Michèle Desbordes. La Robe bleue. Verdier, 154 p.

Des minces récits fervents de Michèle Desbordes, on peut dire qu'ils sont à chaque fois l'histoire d'une attente sans mesure. La Demande (Verdier, 1998) évoquait le long commerce silencieux entre une servante française et un grand artiste italien du XVIe siècle, invité sur les bords de la Loire par le roi de France. Le Commandement (Gallimard, 2000) faisait retrouver un semblable climat de solitude et d'exil à travers la difficile relation d'une mère paysanne et de son fils émigré en Haïti au temps de la colonisation française. Cette fois-ci contemporaine et réelle, l'histoire du long enfermement de Camille Claudel racontée dans La Robe bleue n'est pas moins douloureuse et énigmatique: sans doute est-ce pour cela, sa part de secret et de cruauté, qu'elle a retenu l'attention de la romancière.

Car ce livre dépourvu d'anecdotes n'est pas mû par le souci biographique, mais porté par le désir de transformer la fiction en moyen d'investigation. D'où le fait que la narratrice intervienne très tôt dans le récit: «Je me la figure assise à attendre et passer le temps, immobile sur l'une des chaises du pavillon qu'elle aurait tirée dehors…» D'où aussi la distribution du récit en deux parties et ses partis pris répétitifs, qui le font avancer par reprises successives. La première partie («La nuit elle entendait les chevaux») retrace un long parcours de la révolte à la soumission, à partir de l'image obsédante d'une vieille femme assise sur une chaise, et qui attend. Dans la seconde, de pure imagination, «la robe bleue», qui donne son titre au livre, remplace les éternelles chasubles grises ou brunes portées par la pensionnaire de l'asile de Mondevergues durant les trente années de sa réclusion.

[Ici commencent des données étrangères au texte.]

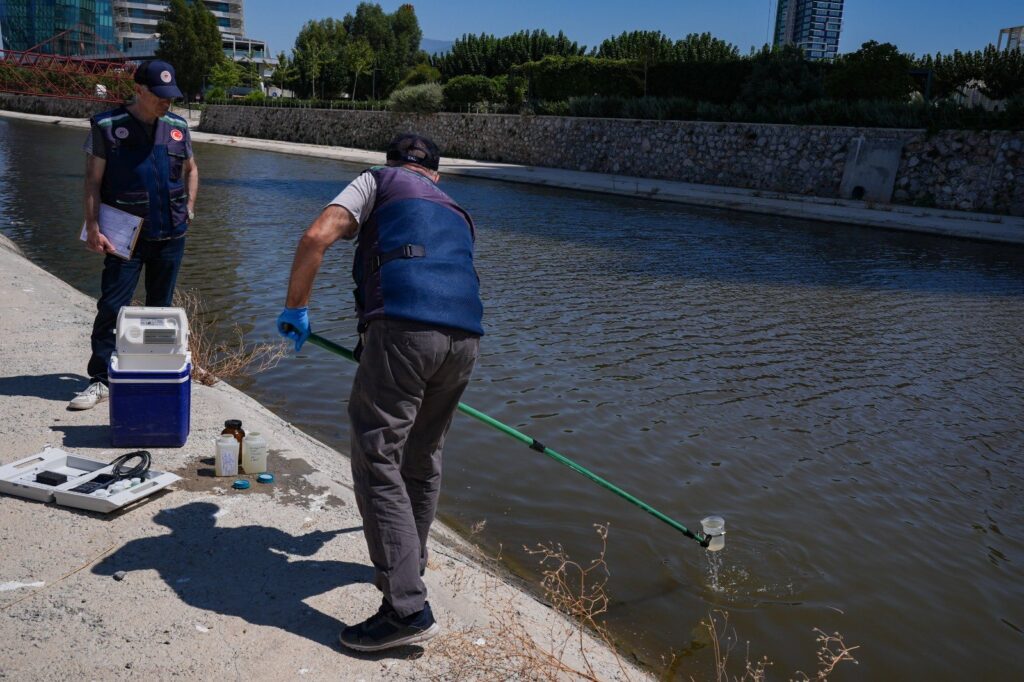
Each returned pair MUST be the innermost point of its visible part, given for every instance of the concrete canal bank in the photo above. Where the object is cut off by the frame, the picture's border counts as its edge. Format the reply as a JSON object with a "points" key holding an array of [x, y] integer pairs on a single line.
{"points": [[218, 584], [969, 224]]}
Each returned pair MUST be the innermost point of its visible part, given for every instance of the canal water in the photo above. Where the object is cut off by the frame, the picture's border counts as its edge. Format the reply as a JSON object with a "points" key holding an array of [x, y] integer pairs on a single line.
{"points": [[849, 399]]}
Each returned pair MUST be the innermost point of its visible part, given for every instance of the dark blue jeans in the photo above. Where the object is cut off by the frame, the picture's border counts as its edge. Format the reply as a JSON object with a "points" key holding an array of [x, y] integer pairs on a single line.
{"points": [[162, 261]]}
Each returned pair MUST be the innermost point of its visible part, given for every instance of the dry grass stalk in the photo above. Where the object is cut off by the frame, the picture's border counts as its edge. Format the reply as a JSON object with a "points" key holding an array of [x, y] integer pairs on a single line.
{"points": [[213, 360], [508, 650], [832, 651]]}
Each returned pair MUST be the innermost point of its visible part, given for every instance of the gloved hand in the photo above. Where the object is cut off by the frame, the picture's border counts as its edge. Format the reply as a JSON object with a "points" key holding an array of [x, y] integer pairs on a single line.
{"points": [[294, 324]]}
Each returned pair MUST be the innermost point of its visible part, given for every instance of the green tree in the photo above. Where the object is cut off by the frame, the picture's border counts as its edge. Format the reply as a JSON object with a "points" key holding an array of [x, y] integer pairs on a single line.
{"points": [[190, 41], [781, 77], [463, 90], [487, 55], [225, 75], [285, 74], [420, 74], [1001, 73], [705, 48], [949, 73], [642, 46], [394, 40], [358, 58], [316, 56], [876, 72]]}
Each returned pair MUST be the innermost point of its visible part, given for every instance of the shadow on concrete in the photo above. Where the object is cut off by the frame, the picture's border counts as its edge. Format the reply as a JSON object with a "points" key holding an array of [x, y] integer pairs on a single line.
{"points": [[85, 435], [47, 386], [248, 571]]}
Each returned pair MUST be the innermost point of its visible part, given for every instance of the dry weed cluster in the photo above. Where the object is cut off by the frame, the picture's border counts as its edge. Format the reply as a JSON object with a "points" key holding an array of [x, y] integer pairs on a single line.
{"points": [[512, 648], [509, 648], [213, 359], [832, 651]]}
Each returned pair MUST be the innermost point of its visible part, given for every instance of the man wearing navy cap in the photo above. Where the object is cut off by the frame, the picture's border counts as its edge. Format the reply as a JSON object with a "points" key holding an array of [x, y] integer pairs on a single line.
{"points": [[418, 299], [139, 160]]}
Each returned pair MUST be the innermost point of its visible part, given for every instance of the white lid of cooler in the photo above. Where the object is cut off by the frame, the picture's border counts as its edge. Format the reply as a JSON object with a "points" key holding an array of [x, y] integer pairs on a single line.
{"points": [[146, 331]]}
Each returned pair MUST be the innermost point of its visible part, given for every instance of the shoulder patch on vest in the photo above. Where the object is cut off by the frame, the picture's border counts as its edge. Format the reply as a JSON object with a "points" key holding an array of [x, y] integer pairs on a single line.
{"points": [[173, 120], [109, 120]]}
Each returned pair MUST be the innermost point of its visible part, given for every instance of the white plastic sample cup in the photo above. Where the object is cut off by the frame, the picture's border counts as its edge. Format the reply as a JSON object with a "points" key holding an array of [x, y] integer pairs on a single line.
{"points": [[714, 527]]}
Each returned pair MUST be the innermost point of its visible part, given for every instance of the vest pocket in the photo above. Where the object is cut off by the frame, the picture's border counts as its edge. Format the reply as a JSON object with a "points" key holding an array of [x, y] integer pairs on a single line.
{"points": [[175, 161]]}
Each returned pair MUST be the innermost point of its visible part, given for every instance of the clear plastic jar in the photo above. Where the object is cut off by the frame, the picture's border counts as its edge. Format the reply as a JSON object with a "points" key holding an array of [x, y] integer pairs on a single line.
{"points": [[254, 454]]}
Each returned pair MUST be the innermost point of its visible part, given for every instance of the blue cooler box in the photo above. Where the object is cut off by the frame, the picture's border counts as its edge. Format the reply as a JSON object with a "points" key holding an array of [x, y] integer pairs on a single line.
{"points": [[150, 408]]}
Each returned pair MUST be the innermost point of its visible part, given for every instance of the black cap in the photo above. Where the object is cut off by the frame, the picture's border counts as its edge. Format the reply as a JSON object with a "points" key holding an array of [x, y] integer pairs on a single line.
{"points": [[412, 148], [159, 77]]}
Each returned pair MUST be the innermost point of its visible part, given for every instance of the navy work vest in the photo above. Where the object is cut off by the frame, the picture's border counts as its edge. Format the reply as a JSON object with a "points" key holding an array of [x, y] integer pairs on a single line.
{"points": [[143, 176], [414, 259]]}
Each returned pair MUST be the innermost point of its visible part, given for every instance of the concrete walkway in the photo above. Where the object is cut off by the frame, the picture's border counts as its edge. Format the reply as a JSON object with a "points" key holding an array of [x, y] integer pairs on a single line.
{"points": [[1008, 229], [219, 584]]}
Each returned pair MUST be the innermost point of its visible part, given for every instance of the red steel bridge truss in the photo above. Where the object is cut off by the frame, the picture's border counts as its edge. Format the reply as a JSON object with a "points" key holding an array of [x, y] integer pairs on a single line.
{"points": [[40, 74]]}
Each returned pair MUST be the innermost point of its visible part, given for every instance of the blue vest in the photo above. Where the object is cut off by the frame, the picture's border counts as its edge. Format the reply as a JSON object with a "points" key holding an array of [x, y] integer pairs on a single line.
{"points": [[143, 176], [414, 259]]}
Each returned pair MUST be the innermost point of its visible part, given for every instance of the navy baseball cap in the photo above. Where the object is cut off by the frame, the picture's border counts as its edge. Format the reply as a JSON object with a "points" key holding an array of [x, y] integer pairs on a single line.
{"points": [[159, 77], [412, 148]]}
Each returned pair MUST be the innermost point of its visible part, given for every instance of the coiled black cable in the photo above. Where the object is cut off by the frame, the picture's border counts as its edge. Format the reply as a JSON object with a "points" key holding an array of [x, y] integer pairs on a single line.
{"points": [[137, 471]]}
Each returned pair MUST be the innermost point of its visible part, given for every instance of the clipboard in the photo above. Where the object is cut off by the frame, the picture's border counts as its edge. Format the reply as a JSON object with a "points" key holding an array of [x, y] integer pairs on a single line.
{"points": [[120, 228]]}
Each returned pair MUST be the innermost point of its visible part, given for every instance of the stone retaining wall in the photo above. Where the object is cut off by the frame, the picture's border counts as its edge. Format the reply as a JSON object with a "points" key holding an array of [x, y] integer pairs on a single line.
{"points": [[69, 109], [975, 171], [953, 169]]}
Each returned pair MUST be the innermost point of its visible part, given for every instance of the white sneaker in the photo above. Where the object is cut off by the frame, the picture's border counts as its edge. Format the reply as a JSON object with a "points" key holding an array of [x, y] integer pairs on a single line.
{"points": [[88, 398]]}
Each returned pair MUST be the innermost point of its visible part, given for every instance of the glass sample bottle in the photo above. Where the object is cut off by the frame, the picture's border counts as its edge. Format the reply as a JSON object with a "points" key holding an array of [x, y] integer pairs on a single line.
{"points": [[225, 459], [233, 427]]}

Même si les divers protagonistes sont convoqués (le père protecteur, la mère et la sœur toujours distantes, le sculpteur Rodin, maître et amant par qui le scandale arrive dans cette famille attachée aux convenances), c'est bien le duo formé par le frère et la sœur qui occupe le devant de la scène. Toujours ailleurs, consul puis ambassadeur aux Etats-Unis, en Chine, au Japon, au Brésil, en Europe, Paul éprouvera à son tour l'amour fou pour celle qu'il appellera Ysé, avant de s'enfermer dans un mariage chrétien et de finir en châtelain de Brangues, tandis que Camille continue à attendre ses rares visites, assise sur sa chaise dans le parc de l'asile.

C'est là qu'intervient la robe couleur d'océan, pour cette unique journée de la fin de sa vie où son frère l'aurait emmenée au bord de la mer, à sa demande. Et où ils auraient peut-être parlé ensemble de l'amour et de la mort, de la passion folle et de la violence du désespoir. Cette marche sur le sable et cette conversation fictive sont une belle trouvaille de Michèle Desbordes, qu'on dirait inventée pour illuminer la fin de Camille: elle meurt presque oubliée de tous, en automne 1943, victime sans doute des restrictions alimentaires. Et murmurant, comme autrefois elle appelait: «Mon petit Paul, mon petit Paul.»

Sur Claudel, signalons la récente biographie de Marie-Anne Lescourret parue Flammarion.